On November 11, 1918, at 11 o’clock in the morning, the 11th hour of the 11th day of the 11th month, the guns fell silent. They had been firing for four years straight, and over 17 million people had died.
At two minutes to eleven, opposite the South African Brigade, which represented the easternmost point reached by the British armies, a German machine gunner, after firing off a belt without pause, was seen to stand up beside his weapon, take off his helmet, bow, and then walk slowly to the rear. Suddenly, as the the watch-hands touched eleven, there came a second of expectant silence, and then a curious rippling sound which observers far behind the front likened to the noise of a light wind. It was the sound of men cheering from the Vosges to the sea.
John Buchan, historian and WWI veteran
The last man to die in World War I was actually an American, Henry N. Gunther, from Baltimore. He was killed at 10:59, less than 60 seconds before the end of the war, while charging the German trenches.
The German who shot him yelled that the armistice was about to begin and asked Gunther to go back. But Gunther kept coming and was killed.
Originally, Veterans Day was called Armistice Day and celebrated the end of the Great War. The first Armistice Day was celebrated on November 11, 1919, and it kept that name until 1954. Part of the reason it was renamed as Veterans Day was to honor those who had fought in World War II as well as those in World War I.
The end and beginning of an Age
If you are interested in learning more about “the War to End All Wars,” there is a fantastic YouTube channel that goes through all four years one week at a time called, appropriately, The Great War. Similarly, Dan Carlin’s podcast Hardcore History has an excellent series on the war called “Blueprint for Armageddon.” Another good recommendation is Peter Jackson’s documentary film They Shall Not Grow Old.
Lastly, if you’d like to read more, there are three classic books on the topic written by WWI veterans:
Poilus: The WWI Notebooks of Corporal Louis Barthas – The title says it all.

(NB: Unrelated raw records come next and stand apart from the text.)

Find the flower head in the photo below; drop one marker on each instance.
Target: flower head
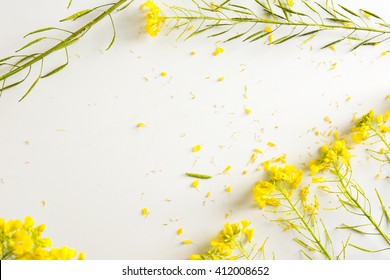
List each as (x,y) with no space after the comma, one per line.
(335,154)
(22,241)
(154,18)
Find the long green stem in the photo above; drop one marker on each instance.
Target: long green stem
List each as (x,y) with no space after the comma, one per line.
(382,138)
(66,42)
(307,227)
(277,22)
(357,204)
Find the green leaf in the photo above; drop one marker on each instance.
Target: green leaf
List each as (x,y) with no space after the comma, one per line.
(283,39)
(370,13)
(31,88)
(254,35)
(340,20)
(362,44)
(197,32)
(218,34)
(310,33)
(235,37)
(333,43)
(325,9)
(349,11)
(113,35)
(284,11)
(39,31)
(31,43)
(58,69)
(290,10)
(310,7)
(77,15)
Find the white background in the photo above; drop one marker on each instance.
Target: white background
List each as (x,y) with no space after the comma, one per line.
(74,143)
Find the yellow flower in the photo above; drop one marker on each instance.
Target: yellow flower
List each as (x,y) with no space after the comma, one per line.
(335,154)
(249,234)
(263,193)
(196,148)
(154,19)
(145,211)
(268,29)
(304,194)
(218,51)
(82,256)
(23,241)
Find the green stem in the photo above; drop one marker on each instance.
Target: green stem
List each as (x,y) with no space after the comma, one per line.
(381,137)
(276,22)
(307,227)
(242,249)
(66,42)
(355,201)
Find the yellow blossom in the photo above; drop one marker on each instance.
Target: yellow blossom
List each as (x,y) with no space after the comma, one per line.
(268,29)
(145,211)
(196,148)
(271,144)
(154,18)
(227,169)
(218,51)
(23,241)
(195,184)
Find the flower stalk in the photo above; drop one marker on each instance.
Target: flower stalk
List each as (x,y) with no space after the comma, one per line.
(25,62)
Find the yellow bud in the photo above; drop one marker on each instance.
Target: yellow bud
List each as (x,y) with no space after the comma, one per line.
(28,222)
(82,256)
(379,119)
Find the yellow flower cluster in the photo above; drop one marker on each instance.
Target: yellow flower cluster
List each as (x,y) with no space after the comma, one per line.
(22,241)
(331,157)
(368,124)
(231,239)
(283,179)
(154,18)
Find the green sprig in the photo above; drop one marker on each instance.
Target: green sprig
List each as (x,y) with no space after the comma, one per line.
(19,63)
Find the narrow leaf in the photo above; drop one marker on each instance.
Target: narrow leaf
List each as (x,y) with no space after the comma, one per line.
(310,7)
(284,11)
(349,11)
(333,43)
(340,20)
(218,34)
(77,15)
(39,31)
(235,37)
(283,39)
(258,37)
(31,43)
(370,13)
(362,44)
(253,35)
(31,88)
(113,35)
(325,9)
(384,210)
(291,11)
(58,69)
(309,33)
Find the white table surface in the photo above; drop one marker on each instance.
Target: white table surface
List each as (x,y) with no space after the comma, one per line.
(74,144)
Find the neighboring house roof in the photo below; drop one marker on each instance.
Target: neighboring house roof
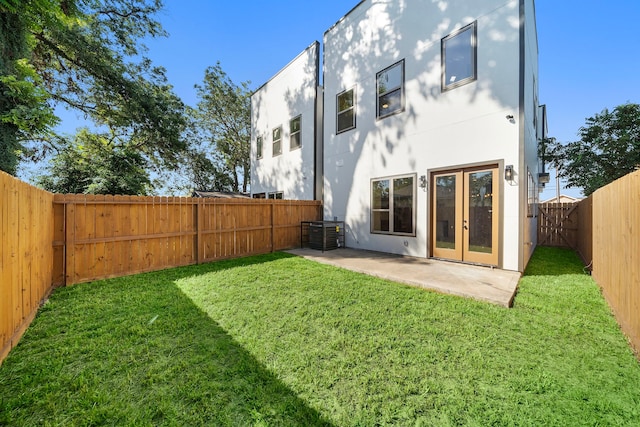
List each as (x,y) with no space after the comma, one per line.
(219,194)
(563,199)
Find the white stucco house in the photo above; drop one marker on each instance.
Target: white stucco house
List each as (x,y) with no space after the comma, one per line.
(423,136)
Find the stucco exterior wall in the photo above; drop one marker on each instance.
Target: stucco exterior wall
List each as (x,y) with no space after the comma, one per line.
(437,130)
(290,93)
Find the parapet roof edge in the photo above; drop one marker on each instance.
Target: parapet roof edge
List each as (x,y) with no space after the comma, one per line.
(344,17)
(316,43)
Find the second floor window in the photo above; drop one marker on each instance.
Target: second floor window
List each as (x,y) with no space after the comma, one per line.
(277,141)
(459,61)
(346,111)
(390,88)
(295,132)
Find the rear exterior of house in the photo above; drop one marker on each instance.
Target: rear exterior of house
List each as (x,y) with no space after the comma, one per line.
(428,129)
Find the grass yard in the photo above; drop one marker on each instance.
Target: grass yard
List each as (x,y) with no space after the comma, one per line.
(279,340)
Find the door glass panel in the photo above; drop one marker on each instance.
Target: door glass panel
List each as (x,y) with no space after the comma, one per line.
(446,212)
(480,211)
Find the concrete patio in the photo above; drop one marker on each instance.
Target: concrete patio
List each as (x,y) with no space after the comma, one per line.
(470,281)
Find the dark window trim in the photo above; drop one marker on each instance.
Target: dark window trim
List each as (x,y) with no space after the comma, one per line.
(338,112)
(413,205)
(296,147)
(474,41)
(378,95)
(273,142)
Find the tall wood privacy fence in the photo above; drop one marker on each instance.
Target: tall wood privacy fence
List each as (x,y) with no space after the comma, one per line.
(567,225)
(616,250)
(53,240)
(26,256)
(605,231)
(108,236)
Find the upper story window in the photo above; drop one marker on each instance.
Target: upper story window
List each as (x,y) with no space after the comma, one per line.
(277,141)
(459,57)
(295,133)
(390,89)
(393,202)
(346,111)
(259,147)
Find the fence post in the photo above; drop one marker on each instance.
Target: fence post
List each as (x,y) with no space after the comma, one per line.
(199,225)
(69,237)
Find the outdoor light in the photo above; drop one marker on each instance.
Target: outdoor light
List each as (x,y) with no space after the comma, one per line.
(508,172)
(543,177)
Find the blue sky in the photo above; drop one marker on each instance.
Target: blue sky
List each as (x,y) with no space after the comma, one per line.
(589,59)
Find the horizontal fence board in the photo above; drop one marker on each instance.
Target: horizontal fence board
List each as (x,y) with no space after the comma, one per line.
(110,236)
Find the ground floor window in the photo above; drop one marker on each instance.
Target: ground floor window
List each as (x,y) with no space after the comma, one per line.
(393,205)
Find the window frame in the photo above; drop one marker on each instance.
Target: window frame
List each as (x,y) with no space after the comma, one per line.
(259,147)
(292,133)
(391,208)
(274,141)
(339,112)
(401,89)
(474,60)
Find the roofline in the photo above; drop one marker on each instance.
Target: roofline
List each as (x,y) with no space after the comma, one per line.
(315,44)
(344,17)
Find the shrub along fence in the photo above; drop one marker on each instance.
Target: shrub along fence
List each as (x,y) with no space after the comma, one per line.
(54,240)
(26,256)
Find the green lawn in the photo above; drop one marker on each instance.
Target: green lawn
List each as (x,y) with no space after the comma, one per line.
(279,340)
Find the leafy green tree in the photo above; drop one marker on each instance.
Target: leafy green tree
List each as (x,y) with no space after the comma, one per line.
(81,54)
(609,148)
(224,113)
(24,110)
(93,164)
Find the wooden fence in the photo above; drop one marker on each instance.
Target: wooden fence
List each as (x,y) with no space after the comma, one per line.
(616,250)
(108,236)
(558,224)
(26,256)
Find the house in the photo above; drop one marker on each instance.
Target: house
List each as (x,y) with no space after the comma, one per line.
(422,139)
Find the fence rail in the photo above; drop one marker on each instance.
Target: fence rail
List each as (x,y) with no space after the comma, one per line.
(108,236)
(26,256)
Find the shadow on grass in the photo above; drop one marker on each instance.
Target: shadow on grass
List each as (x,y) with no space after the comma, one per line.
(137,350)
(550,261)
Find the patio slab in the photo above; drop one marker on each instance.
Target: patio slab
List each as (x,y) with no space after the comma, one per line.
(481,283)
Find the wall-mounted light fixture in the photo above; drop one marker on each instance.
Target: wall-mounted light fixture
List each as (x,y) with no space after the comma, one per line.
(508,173)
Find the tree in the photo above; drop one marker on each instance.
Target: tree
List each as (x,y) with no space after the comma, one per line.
(23,102)
(81,52)
(224,113)
(609,148)
(92,164)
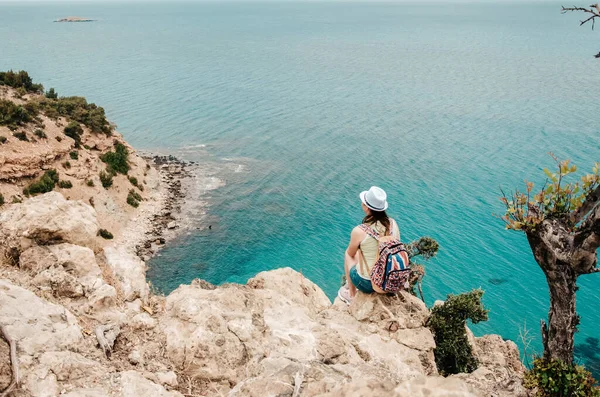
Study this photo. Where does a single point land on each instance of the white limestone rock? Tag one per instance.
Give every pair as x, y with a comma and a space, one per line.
130, 270
51, 219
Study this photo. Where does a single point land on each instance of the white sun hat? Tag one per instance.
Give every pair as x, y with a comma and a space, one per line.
374, 198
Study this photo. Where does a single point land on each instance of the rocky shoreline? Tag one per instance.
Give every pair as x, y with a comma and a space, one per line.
164, 223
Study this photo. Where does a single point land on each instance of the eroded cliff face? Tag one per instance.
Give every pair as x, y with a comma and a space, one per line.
278, 335
23, 162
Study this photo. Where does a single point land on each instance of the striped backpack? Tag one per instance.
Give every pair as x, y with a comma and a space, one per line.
391, 271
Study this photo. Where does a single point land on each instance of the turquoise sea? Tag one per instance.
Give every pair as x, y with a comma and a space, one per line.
298, 106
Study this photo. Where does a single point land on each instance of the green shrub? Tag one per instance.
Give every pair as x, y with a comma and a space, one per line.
117, 161
51, 94
40, 134
554, 378
14, 115
74, 130
19, 79
44, 185
65, 184
133, 198
453, 353
21, 136
77, 109
105, 234
106, 179
20, 92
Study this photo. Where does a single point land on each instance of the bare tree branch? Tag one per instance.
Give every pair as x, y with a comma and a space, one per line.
594, 9
591, 201
13, 361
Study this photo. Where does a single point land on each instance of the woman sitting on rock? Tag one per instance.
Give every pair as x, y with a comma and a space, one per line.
363, 249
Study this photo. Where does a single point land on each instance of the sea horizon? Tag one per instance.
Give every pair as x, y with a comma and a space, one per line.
292, 110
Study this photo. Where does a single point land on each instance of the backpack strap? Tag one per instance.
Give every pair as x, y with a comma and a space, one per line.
370, 231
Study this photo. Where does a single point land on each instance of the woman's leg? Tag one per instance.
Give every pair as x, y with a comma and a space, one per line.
348, 263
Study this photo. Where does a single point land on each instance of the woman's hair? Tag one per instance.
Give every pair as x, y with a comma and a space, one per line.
378, 216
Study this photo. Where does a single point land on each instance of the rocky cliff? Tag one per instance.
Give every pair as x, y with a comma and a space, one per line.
85, 324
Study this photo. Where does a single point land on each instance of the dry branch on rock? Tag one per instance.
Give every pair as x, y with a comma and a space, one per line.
14, 361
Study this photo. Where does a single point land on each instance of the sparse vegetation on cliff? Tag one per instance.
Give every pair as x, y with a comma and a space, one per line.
555, 378
77, 109
13, 115
74, 130
51, 94
21, 136
73, 108
65, 184
44, 185
20, 79
133, 198
562, 225
105, 234
40, 134
105, 179
453, 353
117, 161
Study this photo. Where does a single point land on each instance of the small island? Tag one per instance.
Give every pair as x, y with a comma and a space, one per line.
74, 19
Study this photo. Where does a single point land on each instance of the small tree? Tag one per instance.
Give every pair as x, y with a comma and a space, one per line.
562, 225
453, 353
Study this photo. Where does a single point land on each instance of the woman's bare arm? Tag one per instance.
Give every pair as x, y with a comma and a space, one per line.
356, 237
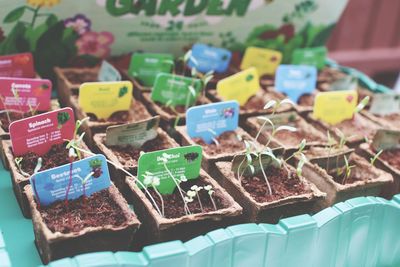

All Quiet on the Western Front – A novel based on the experiences of soldier Erich Maria Remarque.
Storm of Steel – The memoirs of German soldier Ernst Jünger, one of the most famous memoirs of the war.
We would like to honor the sacrifices of those who have served, and wish everybody an enjoyable Veterans Day. Also, we would ask that you take some time this weekend to reflect, lest we forget.